Groups Parameter of the Convolution Layer
One of the convolution layer’s parameters in PyTorch is the groups parameter. This parameter controls the connections between the input and output channels. In this post, I will describe different scenarios for the group parameter to better understand it.
Groups = 1
This setting is the default setting. Under this setting, all inputs are convolved to all outputs. Suppose you have three input channels as in a color image. Also the number of output channels is three. If you want each output channel to be a function of all the input channels, then you will be using the default setting of the groups parameter. With a square mask of size 5×5, you will use the following specification where the values of the parameters not specified are their respective default settings:
con = nn.Conv2d(in_channels = 3, out_channels = 3, kernel_size = 5, bias = False) print(con.weight.shape)
The above specification returns torch.Size([3, 3, 5, 5]) as the shape of the convolution masks. This implies 3x3x5x5 (=225) weight values involved in convolution. A pictorial representation given below captures how input and output are related.
Groups ≠ 1 and In_channels > Out_channels
Whenever a groups value other than the default value of 1 is to be selected, the chosen value must be an integer such that the number of input channels and the number of output channels are both divisible by this number. A non-default groups value allows us to create multiple paths where each path connects only a subset of input channels to the output channels. As an example, suppose we have 8 channels coming out of an intermediate convolution layer and you want to convolve them in groups to produce four output channels. In this case, non-default values of 2 and 4 are possible for the groups parameter. Let’s see how the grouping of channels takes place with groups = 4. In this case our convolution layer specification will be:
con = nn.Conv2d(in_channels = 8, out_channels = 4,groups=4, kernel_size = 5, bias = False) print(con.weight.shape) print(con.bias.shape)
The weight.shape in this case turns out to be torch.Size([4, 2, 5, 5]) and the bias shape to be torch.Size(). We can visualize the convolution paths as shown below:
However, if we set groups to 2, we find that weight.shape is torch.Size([4, 4, 5, 5]), meaning four filters with four inputs each. Thus, we can set the groups parameter to a value that aligns with the paths that we want to create.
Groups ≠ 1 and In_channels < Out_channels
Now let’s see how the groups value affects the resulting convolution paths when the number of output channels is more than the number of input channels. Let’s assume we have 4 input channels and 8 output channels. With groups = 4, we find the weight shape to be torch.Size([8, 1, 5, 5]). This choice of groups then results in 8 filters with each filter having only one input. On the other hand, groups value of 2 results in 8 filters with each filter convolving 2 input channels.

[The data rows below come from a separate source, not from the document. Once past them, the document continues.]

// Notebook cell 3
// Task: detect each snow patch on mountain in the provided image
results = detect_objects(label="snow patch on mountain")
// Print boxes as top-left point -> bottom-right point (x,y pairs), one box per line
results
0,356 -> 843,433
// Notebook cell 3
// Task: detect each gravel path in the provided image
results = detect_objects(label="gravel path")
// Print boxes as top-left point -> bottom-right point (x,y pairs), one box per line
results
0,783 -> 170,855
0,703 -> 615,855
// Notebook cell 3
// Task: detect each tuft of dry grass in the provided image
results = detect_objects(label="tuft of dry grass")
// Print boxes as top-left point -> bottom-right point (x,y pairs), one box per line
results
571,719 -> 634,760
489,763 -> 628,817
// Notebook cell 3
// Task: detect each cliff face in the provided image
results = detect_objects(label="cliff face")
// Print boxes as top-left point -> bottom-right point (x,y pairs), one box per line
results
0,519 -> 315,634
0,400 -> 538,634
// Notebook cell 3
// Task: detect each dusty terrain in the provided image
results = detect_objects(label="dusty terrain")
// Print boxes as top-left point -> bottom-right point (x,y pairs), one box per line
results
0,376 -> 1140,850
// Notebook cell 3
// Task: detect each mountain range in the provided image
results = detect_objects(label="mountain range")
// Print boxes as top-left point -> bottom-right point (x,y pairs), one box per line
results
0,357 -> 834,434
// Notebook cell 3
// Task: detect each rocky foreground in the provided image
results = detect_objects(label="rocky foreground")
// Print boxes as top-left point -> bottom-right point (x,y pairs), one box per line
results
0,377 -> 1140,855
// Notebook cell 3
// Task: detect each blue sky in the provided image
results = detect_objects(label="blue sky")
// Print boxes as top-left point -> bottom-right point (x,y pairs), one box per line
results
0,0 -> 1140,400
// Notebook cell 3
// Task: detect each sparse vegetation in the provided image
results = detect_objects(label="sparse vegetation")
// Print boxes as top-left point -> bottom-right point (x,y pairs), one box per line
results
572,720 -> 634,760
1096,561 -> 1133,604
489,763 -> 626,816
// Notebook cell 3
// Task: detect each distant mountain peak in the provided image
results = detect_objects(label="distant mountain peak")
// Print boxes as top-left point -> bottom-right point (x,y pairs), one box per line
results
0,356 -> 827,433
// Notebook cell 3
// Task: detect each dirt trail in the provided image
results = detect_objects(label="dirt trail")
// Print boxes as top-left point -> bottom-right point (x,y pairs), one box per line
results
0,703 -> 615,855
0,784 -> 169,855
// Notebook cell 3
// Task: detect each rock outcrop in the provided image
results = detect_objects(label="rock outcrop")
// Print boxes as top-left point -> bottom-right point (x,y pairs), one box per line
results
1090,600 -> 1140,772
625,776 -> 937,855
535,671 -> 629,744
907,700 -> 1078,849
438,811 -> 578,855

Groups ≠ 1 and In_channels = Out_channels
When the number of input and output channels are same, and the groups parameter is set to the number of channels, then each input channel is convolved separately to produce a corresponding output channels. This means a direct one to one connection is made between each input-output channel pair. When any other valid groups value is used, then that value specifies the number of input channels that will be convolved together along any path between input and output. Thus, with in_channels = out_channels = 4, and groups = 2, we will have 4 filters with two input channels being convolved per filter.
To summarize from above, we see that the ratio of number of input channels to the groups value determines the number of input channels that will be grouped per filter. Of course, the number of filters equals the number of output channels.
Convolutions performed using the non-default value for groups are called grouped convolutions. These convolutions offer two advantages. First, the grouped convolutions by virtue of offering multiple paths allow multiple GPUs to be used in parallel during training making the training efficient. The second advantage is the decrease in the size of parameters because of grouping. You may want to read about how these convolutions have been used in the Alexnet architecture, and in the ResNeXt.